【#創作大賞感想】「残夢」無数にある真実に寄り添う作家・豆島圭
「残夢」の「【第一章】⑥子供」のコメント欄の盛り上がりを見るとわかりますが、多くのファンが再開を望んでいました。私もその中の1人です。
最近「豆島さん、ついてきます」を連発しているものですから、去年の「残夢」の連載が中断された時は、発狂しかかりました。その反面、
豆島さんは絶対、「創作大賞2024」に「残夢」をぶつけてくる
と信じていました。その考えが当たって嬉しいです。
「残夢」再開は私だけの喜びではありません。「第一章⑥子供」のコメント欄がそれを証明しております。

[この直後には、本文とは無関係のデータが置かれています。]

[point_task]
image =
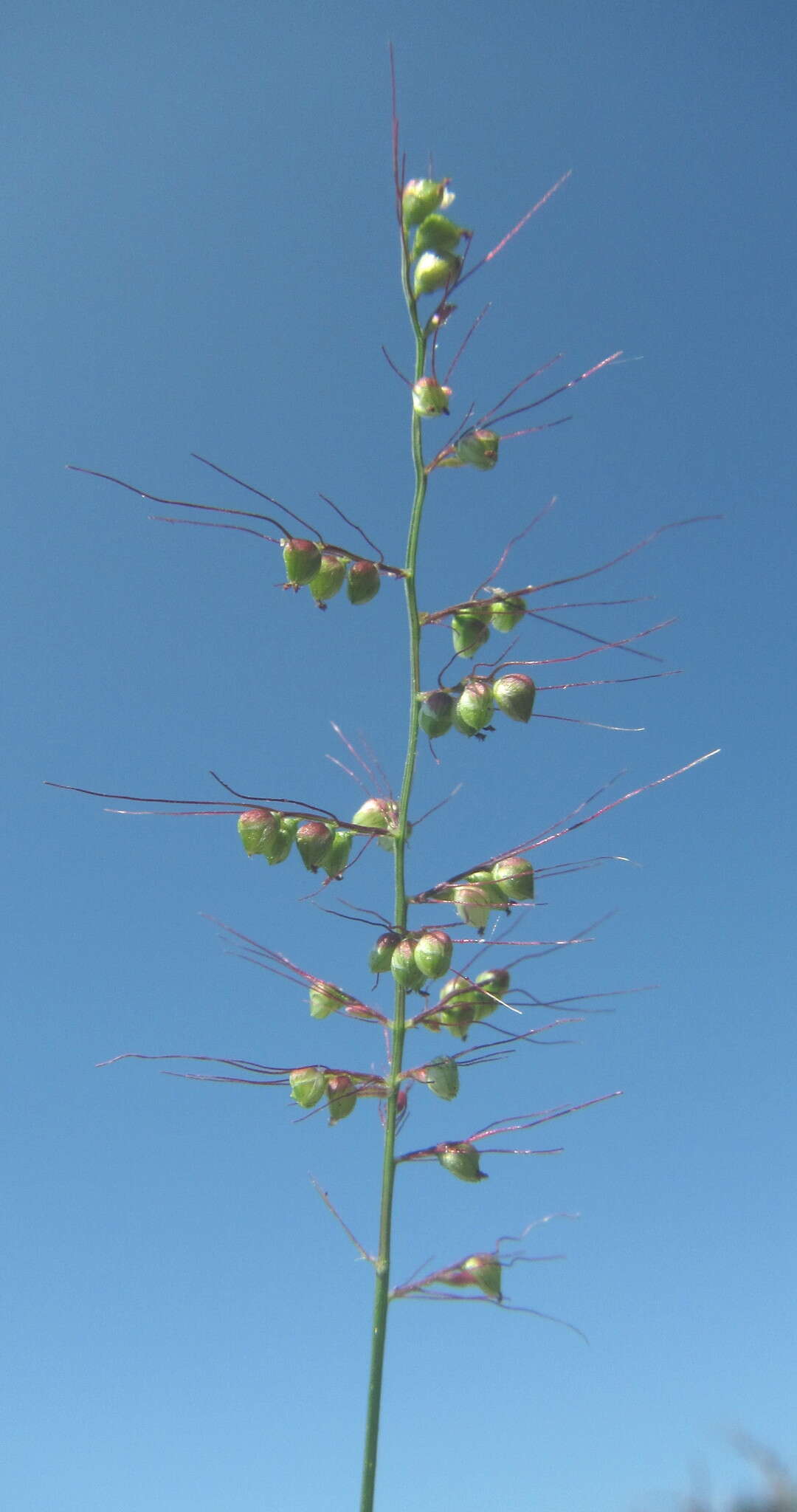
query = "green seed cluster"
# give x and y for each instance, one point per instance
(489, 890)
(309, 1085)
(471, 625)
(465, 1003)
(324, 572)
(469, 705)
(435, 236)
(265, 832)
(413, 959)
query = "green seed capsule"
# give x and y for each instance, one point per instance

骨太な文章に繊細な描写、男性目線の文章で始まりつつも、女性目線を忘れない、豆島さんの持ち味が多くのnoterの心をつかんで離しません。
真夜中に読み終えたため、最初は堂森を顔パンしてやろうかと思った理由を中心に感想を始めようと思いましが、時間がたった今はそれがなくなってしまいました。
物語は常に、
堂森の偏った正義
近堂の薄気味の悪さ
薫子の異常なこだわり
小学校に漂う微妙な空気
警察を包む不条理
などの絶妙な雰囲気に包まれ、読者をミスリードへと誘います。悲惨な事件や社会への不満の出所、真実をやんわりと隠しながら主人公をじわじわと追い詰める構成は、読む人を恐怖へと誘うかもしれません。
ただ、この物語にはいくつもの真実が詰まっているように私は感じました。
警察内の真実・小さな村の中の真実・男性の真実・女性の真実・子供の真実・大人の真実
そのいずれもが微妙にずれていく過程で精神の平衡が崩れ、悲しい事件は起きます。表沙汰になったものもそうでないものも。
表沙汰にならなかった事件に私はキュっと心が締め付けられ痛みますが、その痛みは更に豆島さんの次の作品を渇望する気持ちへと変化していきます。
それは豆島さんが、現実に無数にある真実を小説に落とし込み全てに寄り添っているからなのです。イヤミスのように感じる「残夢」は豆島さんの優しさがあって初めて生まれる小説なのです。